The story itself is weirdly fun. Gailey presents a pretty horrific and disturbing scenario with a quirky sensibility. There are points where it feels like they wrote a fifties television show pilot, complete with a “shrewish” woman learning the ropes from her perfect housewife clone. I wouldn’t say I laughed, but there is sinister comedy at play that keeps the story oddly light, while it explores some shadowy territory. That feeling stops, however, during Evelyn’s flashbacks to her upbringing. These chapters are tough pills to swallow, and while they were never a joy to read, they were compelling in their own right. Her relationship with both her parents and the interactions she has with them are haunting in many different ways. Gailey does an excellent job of keeping the information low in these sections, focusing on the memories a child would have developed, instead of viewing them as Evelyn would as an adult. They are free of rumination and judgement, giving you a window into her past with the shades half drawn.

Though it takes some time for the wallpaper to be stripped from the intricate mosaic below the surface, the mosaic is horrifying and breathtakingly beautiful at the same time. Gailey juggles concepts of free will and human programming, while humming a mashup of I Love Lucy and The Twilight Zone. It’s a strange novel, but Gailey patiently allows the snowball of a reveal to build up. Obviously, nature vs nurture comes up, but they throw a wrench in the gears by confusing the two. What does it mean when the programming is a form of nurture, but meant to create a specific nature? It’s further complicated by the memories that Evelyn has of her childhood as they dive into how she becomes who she is. Gailey plays it well too, not diving too much into cause and effect, instead allowing the reader to parse the memories like they would their own life. They are written as if you’re asking yourself, “why am I the way that I am,” while diving into the packets of neurons that make up your past to find those answers, without really finding specific events. It’s exciting and dreadful at the same time because all it does is bring you to one terrifying answer, you’re unique, but not special.

Gailey has written a fun and dark exploration of what makes us who we are. I am glad I stuck with it, but I will admit it was a tough go for the first fifth of the book.
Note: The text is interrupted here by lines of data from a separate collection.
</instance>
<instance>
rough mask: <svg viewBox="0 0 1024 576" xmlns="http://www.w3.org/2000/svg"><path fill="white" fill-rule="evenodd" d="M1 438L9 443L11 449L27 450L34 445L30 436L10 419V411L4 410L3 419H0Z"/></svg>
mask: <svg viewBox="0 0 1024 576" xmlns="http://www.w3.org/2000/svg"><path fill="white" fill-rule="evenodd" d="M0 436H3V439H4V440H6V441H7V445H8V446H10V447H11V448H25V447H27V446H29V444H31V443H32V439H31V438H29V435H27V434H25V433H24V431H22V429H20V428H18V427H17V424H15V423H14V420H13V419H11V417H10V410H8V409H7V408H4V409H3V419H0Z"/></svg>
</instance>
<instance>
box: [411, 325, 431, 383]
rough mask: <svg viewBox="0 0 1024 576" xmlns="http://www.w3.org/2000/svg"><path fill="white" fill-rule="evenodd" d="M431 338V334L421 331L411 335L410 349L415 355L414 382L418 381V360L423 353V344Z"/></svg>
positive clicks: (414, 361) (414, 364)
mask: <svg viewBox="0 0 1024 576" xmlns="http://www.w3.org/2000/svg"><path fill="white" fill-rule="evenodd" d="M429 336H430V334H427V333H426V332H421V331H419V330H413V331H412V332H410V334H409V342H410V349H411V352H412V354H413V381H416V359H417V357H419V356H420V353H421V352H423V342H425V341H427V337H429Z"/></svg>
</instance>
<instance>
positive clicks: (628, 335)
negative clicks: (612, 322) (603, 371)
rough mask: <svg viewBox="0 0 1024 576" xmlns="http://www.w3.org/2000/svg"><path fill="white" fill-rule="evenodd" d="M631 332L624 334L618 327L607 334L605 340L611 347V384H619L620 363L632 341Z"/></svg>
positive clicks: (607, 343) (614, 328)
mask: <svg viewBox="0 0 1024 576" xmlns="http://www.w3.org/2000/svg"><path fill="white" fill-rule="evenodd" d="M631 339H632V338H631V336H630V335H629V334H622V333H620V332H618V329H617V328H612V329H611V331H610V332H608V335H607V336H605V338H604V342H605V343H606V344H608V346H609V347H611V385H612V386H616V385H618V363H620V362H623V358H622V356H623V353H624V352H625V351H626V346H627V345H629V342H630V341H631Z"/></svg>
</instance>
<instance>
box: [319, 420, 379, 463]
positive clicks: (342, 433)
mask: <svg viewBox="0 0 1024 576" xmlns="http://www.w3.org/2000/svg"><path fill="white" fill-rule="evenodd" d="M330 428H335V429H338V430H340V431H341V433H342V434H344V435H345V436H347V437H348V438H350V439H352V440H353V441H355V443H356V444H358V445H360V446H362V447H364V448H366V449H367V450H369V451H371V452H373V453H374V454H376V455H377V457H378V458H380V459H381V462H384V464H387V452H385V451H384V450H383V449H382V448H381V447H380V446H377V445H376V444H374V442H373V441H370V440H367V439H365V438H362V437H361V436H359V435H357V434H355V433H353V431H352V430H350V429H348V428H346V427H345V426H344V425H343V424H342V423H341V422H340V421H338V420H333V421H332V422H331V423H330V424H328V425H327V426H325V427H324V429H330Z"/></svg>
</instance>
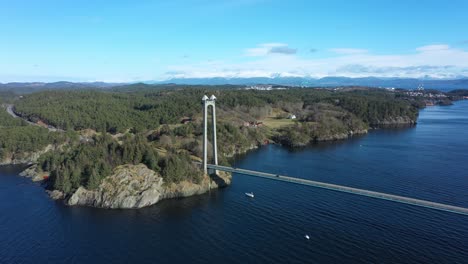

It never really picks up great speed, however, they are patient, and I recommend you be patient too. There are times the book threatens to be a thriller, but it never really follows through, but I think it’s better for it. If you’re looking for a brisk, weird and uncanny dive into the nature of identity through a funhouse mirror, Echo Wife should be on your to TBR.

Rating: The Echo Wife – 7.5/10
-Alex

An ARC of this book was provided to me by the publisher in exchange for an honest review. The thoughts on this book are my own.